Algunos de sus beneficios son la reducción de la ansiedad y el estrés. Según un estudio realizado Ronald C. Kessler, sociólogo y profesor en el Harvard Medical School de Massachusetts, la practica habitual del yoga disminuye el estado de ansiedad y el estrés de manera similar al de una terapia médica convencional. Además aumenta la calidad del sueño y ayuda a dormir mejor. Otro estudio realizado por la Fundación para la investigación del Yoga Swami Vivekananda demostró que las personas que realizaban yoga tardaban 10 minutos menos de media en quedarse dormidas, e incrementaron el número de horas que dormían en un promedio de una hora más por noche. También, expresaban la sensación de estar más descansadas por la mañana.

Por otro lado, se trabaja mejor.
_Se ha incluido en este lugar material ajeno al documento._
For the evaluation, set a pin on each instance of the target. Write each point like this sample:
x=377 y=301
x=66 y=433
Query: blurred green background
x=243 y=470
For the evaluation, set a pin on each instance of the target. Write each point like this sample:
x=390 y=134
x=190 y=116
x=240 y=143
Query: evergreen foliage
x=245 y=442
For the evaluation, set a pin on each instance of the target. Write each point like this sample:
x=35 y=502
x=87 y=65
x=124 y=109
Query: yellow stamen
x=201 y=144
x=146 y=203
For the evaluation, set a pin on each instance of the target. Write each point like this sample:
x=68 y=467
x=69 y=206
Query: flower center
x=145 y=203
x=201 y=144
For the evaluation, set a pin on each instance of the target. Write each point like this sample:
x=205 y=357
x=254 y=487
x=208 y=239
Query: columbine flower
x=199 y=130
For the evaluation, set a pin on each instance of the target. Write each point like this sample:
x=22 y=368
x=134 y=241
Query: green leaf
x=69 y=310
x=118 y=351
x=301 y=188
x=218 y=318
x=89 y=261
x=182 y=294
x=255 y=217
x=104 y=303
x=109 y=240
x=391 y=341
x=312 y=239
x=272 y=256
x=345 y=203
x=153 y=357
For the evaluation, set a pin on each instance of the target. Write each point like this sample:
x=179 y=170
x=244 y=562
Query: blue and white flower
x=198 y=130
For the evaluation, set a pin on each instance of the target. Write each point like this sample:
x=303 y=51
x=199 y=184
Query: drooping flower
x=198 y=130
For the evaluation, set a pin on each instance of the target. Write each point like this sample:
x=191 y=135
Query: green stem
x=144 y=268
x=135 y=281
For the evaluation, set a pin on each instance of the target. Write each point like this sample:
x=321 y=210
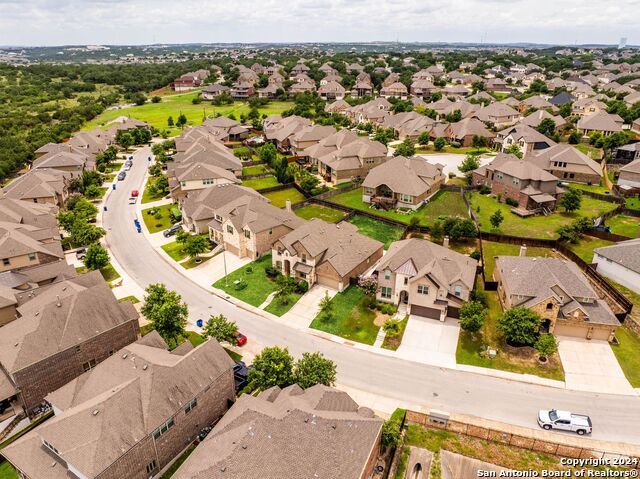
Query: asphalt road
x=616 y=418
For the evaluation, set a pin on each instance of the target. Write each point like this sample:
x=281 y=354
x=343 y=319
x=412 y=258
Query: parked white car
x=564 y=421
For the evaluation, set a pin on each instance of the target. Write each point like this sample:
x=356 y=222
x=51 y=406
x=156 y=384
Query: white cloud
x=54 y=22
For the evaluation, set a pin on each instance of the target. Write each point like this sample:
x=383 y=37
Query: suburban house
x=249 y=226
x=567 y=163
x=40 y=186
x=65 y=330
x=602 y=122
x=532 y=187
x=433 y=281
x=260 y=435
x=131 y=415
x=402 y=183
x=526 y=138
x=620 y=262
x=325 y=253
x=558 y=291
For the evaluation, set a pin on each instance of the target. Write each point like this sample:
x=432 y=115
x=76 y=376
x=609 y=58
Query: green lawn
x=351 y=319
x=377 y=230
x=255 y=170
x=156 y=114
x=279 y=198
x=446 y=203
x=584 y=248
x=277 y=308
x=624 y=225
x=253 y=274
x=260 y=183
x=329 y=215
x=165 y=221
x=471 y=345
x=628 y=354
x=492 y=249
x=535 y=226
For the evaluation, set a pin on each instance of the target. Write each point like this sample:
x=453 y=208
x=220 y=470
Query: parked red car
x=241 y=339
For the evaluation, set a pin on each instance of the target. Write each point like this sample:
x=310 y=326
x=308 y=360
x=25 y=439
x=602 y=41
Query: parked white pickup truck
x=565 y=421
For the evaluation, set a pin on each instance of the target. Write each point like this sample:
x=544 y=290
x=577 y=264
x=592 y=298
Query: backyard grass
x=156 y=114
x=627 y=353
x=535 y=226
x=517 y=360
x=377 y=230
x=584 y=248
x=154 y=224
x=624 y=225
x=260 y=183
x=277 y=308
x=351 y=319
x=258 y=286
x=279 y=198
x=492 y=249
x=446 y=203
x=329 y=215
x=254 y=170
x=393 y=342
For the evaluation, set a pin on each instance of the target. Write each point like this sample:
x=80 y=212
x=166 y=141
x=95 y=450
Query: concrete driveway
x=430 y=341
x=590 y=365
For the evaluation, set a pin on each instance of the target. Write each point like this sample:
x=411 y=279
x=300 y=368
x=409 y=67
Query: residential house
x=325 y=253
x=558 y=291
x=526 y=138
x=131 y=415
x=568 y=164
x=433 y=281
x=532 y=187
x=310 y=425
x=65 y=330
x=620 y=262
x=402 y=183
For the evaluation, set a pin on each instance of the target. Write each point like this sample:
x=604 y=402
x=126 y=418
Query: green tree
x=312 y=369
x=166 y=311
x=96 y=257
x=221 y=329
x=520 y=326
x=571 y=200
x=406 y=148
x=273 y=366
x=496 y=219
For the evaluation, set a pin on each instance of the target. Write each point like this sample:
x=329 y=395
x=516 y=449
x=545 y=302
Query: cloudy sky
x=59 y=22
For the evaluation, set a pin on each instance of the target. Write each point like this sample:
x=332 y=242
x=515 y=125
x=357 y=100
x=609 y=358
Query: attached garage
x=425 y=311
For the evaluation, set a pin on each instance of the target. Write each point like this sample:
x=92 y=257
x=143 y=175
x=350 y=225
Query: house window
x=89 y=365
x=190 y=405
x=151 y=466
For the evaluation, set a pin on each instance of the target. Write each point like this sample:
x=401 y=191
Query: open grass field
x=279 y=198
x=156 y=114
x=317 y=211
x=377 y=230
x=535 y=226
x=624 y=225
x=351 y=319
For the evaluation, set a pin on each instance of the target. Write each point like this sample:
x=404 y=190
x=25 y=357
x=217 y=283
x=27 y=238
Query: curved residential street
x=615 y=417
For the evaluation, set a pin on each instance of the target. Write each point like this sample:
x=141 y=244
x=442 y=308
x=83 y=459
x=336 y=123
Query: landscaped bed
x=279 y=198
x=535 y=226
x=377 y=230
x=329 y=215
x=351 y=319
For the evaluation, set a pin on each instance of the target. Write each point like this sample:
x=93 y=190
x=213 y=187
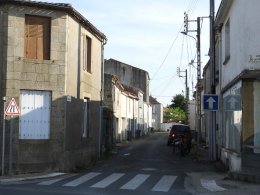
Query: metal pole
x=3 y=142
x=11 y=146
x=212 y=130
x=198 y=94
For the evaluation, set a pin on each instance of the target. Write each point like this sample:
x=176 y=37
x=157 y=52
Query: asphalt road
x=143 y=166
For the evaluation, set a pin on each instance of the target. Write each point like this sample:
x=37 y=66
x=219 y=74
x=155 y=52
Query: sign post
x=3 y=140
x=12 y=110
x=210 y=102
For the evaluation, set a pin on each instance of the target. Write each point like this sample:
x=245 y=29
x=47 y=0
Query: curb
x=246 y=177
x=24 y=177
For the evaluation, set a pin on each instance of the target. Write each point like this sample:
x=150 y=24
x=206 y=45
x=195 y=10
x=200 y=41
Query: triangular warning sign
x=12 y=108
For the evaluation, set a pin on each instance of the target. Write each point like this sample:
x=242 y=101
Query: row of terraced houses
x=74 y=105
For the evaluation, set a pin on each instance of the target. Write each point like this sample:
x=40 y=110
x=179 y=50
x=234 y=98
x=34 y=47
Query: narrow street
x=143 y=166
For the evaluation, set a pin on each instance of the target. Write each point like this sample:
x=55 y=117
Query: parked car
x=179 y=130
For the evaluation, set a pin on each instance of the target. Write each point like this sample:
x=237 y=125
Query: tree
x=174 y=115
x=179 y=101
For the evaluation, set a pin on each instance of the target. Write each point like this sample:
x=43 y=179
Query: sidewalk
x=221 y=181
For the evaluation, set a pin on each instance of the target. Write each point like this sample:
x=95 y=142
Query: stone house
x=238 y=64
x=51 y=63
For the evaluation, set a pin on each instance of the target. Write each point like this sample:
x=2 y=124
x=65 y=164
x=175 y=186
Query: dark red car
x=179 y=130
Si tu trabajo te agota, no te gusta o te mueves en un hábitat laboral muy competitivo, el yoga puede ayudarte a salir del atolladero sin cambiar de trabajo. De nuevo otro estudio hindú que analiza cinco indicadores del rendimiento laboral (satisfacción, compromiso, resultados, implicación emocional y relaciones sociales con los compañeros) ha demostrado que los beneficios del yoga se apreciaban para el trabajador en cuatro de los cinco puntos analizados, solamente el nivel de compromiso quedó exento de sus bondades.

A continuación te contaremos dos posturas que puedes realizar para comenzar:

Postura del perro boca abajo

Colócate de pie e inclina tu cuerpo por la zona de la cadera hacia adelante, apoyando las manos sobre el suelo. Mantén las manos y los pies separados a una anchura igual que la de los hombros (nuestro cuerpo debería dibujar una especie de “v” invertida) y los dedos de las manos separados y extendidos. Presiona tus palmas y mantén tu cadera atrás. Mantén el cuello relajado y aguantar en esta posición durante varias respiraciones profundas.

Postura del guerrero

Colócate de pie con los pies separados (zancada amplia) y los pies en paralelo mirando hacia adelante. Empezando por el pie derecho, rotaremos el pie hacia afuera para que los dedos de nuestro pie queden apuntando hacia afuera (en este caso, al lado derecho). Acompañaremos la rotación rotando el cuerpo hacia el mismo lado (manteniendo el pie izquierdo como estaba al principio). Inspirar profundamente y, con la espiración, doblaremos la rodilla derecha hasta forma un Angulo recto (90º). Levantar los brazos formando una línea recta a la altura de los hombros y mantén la mirada apuntando hacia el frente (como los dedos del pie derecho).